Байкалов был прав, и мы на него не обиделись.
Так комом прошла наша первая елка.
— Доктор, вы удаляете зубы без боли?
— Не всегда. На днях я чуть было не вывихнул себе руку.
Из небольшого этюда, который мы с Борисом Романовым условно назвали «Сцена у художника», отец придумал клоунаду «Натурщик и халтурщик». Над ней мы серьезно работали.
Сюжет несложный: художник — халтурщик (Борис Романов) берет натурщика (эту роль играл я) для своей картины «Галоп эпохи». Натурщик сидит верхом на стуле, как на коне, на нем пожарная каска, а в руках пика. Ко всему этому у него болит зуб и от флюса распухла щека. Поэтому он все время вскакивает с воображаемого коня и орет от боли. Чтобы успокоить боль, художник дает ему несколько раз глотнуть спирта. Натурщик начинает спьяну петь, танцевать, а в конце, увидев мазню халтурщика, рвет картину.
Репетировали клоунаду долго. Наконец получили разрешение выступить с ней на манеже. Мы хотели, чтобы нам подыграл Карандаш, работавший в то время в программе Московского цирка. Но он отказался. Несолидно, видимо, считал он, подыгрывать студентам, да и, наверное, антре ему не нравилось.

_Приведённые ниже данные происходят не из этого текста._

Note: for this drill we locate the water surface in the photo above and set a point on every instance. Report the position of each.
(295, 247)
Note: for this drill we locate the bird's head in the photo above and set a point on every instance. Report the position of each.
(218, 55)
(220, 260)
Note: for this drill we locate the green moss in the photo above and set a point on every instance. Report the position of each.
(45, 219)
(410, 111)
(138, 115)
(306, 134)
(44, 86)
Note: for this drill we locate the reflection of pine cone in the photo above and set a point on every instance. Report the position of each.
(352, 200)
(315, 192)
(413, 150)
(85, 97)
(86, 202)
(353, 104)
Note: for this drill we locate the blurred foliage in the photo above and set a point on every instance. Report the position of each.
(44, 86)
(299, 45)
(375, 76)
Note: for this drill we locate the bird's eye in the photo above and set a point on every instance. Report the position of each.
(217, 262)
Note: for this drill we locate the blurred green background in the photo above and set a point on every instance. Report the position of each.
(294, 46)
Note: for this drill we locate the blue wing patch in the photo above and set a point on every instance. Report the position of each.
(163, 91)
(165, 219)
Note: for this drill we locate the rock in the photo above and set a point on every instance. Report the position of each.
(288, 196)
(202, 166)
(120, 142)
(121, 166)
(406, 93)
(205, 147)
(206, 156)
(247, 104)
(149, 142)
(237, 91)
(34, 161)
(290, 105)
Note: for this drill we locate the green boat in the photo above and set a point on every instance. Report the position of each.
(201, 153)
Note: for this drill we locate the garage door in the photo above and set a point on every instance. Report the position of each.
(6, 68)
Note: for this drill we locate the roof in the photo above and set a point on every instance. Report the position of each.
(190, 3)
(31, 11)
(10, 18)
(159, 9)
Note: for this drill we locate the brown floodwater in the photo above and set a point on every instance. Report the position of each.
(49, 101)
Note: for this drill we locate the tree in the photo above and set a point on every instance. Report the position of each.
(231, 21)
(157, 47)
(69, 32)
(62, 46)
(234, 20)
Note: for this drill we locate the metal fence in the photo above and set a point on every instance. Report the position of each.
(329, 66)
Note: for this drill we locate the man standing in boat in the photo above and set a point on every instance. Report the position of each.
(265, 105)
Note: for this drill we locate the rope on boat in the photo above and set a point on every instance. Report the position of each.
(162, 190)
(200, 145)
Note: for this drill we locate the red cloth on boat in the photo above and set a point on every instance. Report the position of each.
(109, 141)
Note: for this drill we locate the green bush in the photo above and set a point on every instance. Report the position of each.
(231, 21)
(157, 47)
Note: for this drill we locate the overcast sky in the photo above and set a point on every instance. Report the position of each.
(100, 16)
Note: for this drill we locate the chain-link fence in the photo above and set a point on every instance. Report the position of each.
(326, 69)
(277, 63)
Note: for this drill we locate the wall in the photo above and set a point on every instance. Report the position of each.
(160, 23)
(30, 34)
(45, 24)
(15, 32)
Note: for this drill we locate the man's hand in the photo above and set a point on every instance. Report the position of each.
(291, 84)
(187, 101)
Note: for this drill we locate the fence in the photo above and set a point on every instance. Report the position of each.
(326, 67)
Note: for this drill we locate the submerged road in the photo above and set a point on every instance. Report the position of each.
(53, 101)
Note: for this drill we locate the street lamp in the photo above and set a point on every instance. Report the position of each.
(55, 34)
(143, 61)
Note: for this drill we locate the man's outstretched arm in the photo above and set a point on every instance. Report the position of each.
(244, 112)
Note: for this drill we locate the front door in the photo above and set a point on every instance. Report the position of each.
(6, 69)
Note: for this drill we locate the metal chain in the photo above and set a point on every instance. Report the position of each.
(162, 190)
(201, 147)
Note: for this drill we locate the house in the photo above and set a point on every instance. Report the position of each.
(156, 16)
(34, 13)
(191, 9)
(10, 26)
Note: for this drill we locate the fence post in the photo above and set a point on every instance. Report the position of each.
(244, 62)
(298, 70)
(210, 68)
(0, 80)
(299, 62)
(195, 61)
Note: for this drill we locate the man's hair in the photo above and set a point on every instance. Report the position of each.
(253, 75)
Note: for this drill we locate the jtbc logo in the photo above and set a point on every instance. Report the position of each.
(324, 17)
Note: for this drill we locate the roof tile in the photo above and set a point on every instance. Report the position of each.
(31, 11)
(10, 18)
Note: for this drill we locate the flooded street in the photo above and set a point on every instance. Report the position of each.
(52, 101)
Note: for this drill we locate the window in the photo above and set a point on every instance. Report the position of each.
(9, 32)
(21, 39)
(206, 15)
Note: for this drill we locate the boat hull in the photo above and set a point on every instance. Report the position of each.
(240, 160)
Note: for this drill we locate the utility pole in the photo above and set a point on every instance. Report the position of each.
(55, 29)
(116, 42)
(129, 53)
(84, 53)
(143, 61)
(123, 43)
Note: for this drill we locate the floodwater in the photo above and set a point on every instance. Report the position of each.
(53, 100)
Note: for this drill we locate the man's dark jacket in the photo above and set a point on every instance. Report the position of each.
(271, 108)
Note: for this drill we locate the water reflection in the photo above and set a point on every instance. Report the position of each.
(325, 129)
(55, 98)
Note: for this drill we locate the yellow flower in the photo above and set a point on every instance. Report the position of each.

Первое самостоятельное выступление!
В цирке!!
На манеже!!!
Это произошло 25 октября 1948 года. Такой день запоминается на всю жизнь.
Нас поставили седьмым номером в первом отделении.
Инспектор манежа Александр Борисович Буше громко объявил:
— Клоуны Никулин и Романов!
И мы показывали «Халтурщика и натурщика». Работали как во сне. Публика кое — где смеялась. Но если говорить откровенно, прошли весьма средне. Правда, Александр Александрович и все студийцы поздравляли нас с дебютом, говоря, что для первого раза мы выступили неплохо.
Но на другой день нас сняли с программы. Почему и кто снял, мы выяснить никак не могли.
Наш художественный руководитель говорил, что это по инициативе Шахета, тот переадресовал нас к Юрскому, который, в свою очередь, отправлял к Байкалову. И никто нам толком не объяснил, почему сняли клоунаду. Правда, мы с Романовым догадывались, что инициатива принадлежит Карандашу. Думается, что он в общем — то был прав. Для Московского цирка клоунада получилась слабой.
— Не огорчайтесь, — говорил мне режиссер Борис Шахет. — Впереди еще много выступлений, много радостей. Но знайте, для вас нужно писать репертуар специально, и я об этом подумаю. Непременно.
На память о первом самостоятельном выступлении Александр Александрович Федорович подарил мне и Романову по книге. В книги он вклеил программки Московского цирка с нашими фамилиями. Эта книга до сих пор стоит у меня на полке — «Хождение по мукам» Алексея Толстого.
Но до этого выступления у меня был еще один выход на манеж, когда мне предложили заменить в клоунаде «Лейка» заболевшего партнера Карандаша.